A new study by the International Federation of Red Cross and Red Crescent Societies says that safe burial practices may have helped prevent the transmission of thousands of cases of Ebola during the epidemic in West Africa between 2013 and 2016.
More than 11,300 people died from Ebola in Liberia, Sierra Leone and Guinea before the epidemic was stopped in those countries in 2016.
Ebola is highly contagious and spread by direct contact with blood or other bodily fluids. Symptoms include a sudden fever, aching muscles, diarrhea and vomiting.
Red Cross study
A co-author of the Red Cross Federation study, Amanda McClelland, says the traditional burial practice of washing and touching the dead was a major mode of transmission of Ebola during the outbreak in all three countries.
While isolating patients is key to preventing the spread of the disease, she says early burial is crucial to keeping Ebola in check.

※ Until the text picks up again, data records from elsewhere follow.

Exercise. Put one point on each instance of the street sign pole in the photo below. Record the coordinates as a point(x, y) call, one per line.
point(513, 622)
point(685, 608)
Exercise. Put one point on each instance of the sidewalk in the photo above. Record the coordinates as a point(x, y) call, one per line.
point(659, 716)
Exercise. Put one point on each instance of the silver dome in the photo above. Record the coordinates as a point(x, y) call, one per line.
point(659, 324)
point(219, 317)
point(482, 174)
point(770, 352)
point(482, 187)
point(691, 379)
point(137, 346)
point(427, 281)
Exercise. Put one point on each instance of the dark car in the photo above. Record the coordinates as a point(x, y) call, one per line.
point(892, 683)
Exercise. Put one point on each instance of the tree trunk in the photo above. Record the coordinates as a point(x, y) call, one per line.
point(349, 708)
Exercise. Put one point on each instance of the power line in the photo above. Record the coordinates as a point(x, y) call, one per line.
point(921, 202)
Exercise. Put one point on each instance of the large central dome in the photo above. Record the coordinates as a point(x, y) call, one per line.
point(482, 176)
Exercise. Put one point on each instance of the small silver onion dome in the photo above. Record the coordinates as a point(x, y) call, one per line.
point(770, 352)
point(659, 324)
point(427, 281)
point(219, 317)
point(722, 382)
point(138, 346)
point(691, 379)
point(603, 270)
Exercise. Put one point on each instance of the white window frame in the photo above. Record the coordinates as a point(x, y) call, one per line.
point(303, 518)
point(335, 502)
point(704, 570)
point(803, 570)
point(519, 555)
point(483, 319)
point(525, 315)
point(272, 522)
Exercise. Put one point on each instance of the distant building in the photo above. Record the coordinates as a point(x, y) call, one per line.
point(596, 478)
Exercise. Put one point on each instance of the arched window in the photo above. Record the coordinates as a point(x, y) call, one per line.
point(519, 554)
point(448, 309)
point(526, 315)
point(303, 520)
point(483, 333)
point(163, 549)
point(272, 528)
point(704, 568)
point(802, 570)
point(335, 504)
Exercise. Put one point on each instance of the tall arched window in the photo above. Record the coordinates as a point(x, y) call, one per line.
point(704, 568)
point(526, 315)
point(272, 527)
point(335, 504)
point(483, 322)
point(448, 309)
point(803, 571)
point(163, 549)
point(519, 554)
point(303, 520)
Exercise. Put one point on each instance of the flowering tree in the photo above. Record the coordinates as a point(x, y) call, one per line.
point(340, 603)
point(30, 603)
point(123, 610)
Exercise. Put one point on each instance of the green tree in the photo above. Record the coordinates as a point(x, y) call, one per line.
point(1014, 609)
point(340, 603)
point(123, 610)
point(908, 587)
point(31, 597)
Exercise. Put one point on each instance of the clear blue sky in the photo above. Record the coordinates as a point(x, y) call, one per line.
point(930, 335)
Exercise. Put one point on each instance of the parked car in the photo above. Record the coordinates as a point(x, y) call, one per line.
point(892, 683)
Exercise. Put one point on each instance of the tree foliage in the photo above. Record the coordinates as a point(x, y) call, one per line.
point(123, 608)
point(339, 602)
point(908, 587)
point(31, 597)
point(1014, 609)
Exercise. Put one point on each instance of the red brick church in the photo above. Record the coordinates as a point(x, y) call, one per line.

“They can really produce super-spreading events where we get very large chains of transmission well beyond what a live case would cause in the community,” she said. “So, the infectiousness of the bodies increases. The virus is at its peak when a person dies. So, we see a much higher transmission from a body than we do from a live person.”
McClelland says the Red Cross had to change its approach in dealing with communities that adhered to traditional burial practices. Aid workers stopped talking about management of the remains and instead spoke about safe and dignified burials, she said.
Local volunteers
Burial teams made up entirely of local volunteers, gained the trust of the communities, which was critical to success, she said. In all, the teams provided more than 47,000 safe burials, accounting for more than 50 percent of all burials in the three countries during the outbreak.
This action, McClelland said, may have prevented more than 10,000 people from becoming infected with the virus, which is named for the Congolese river near where it was first identified in 1976.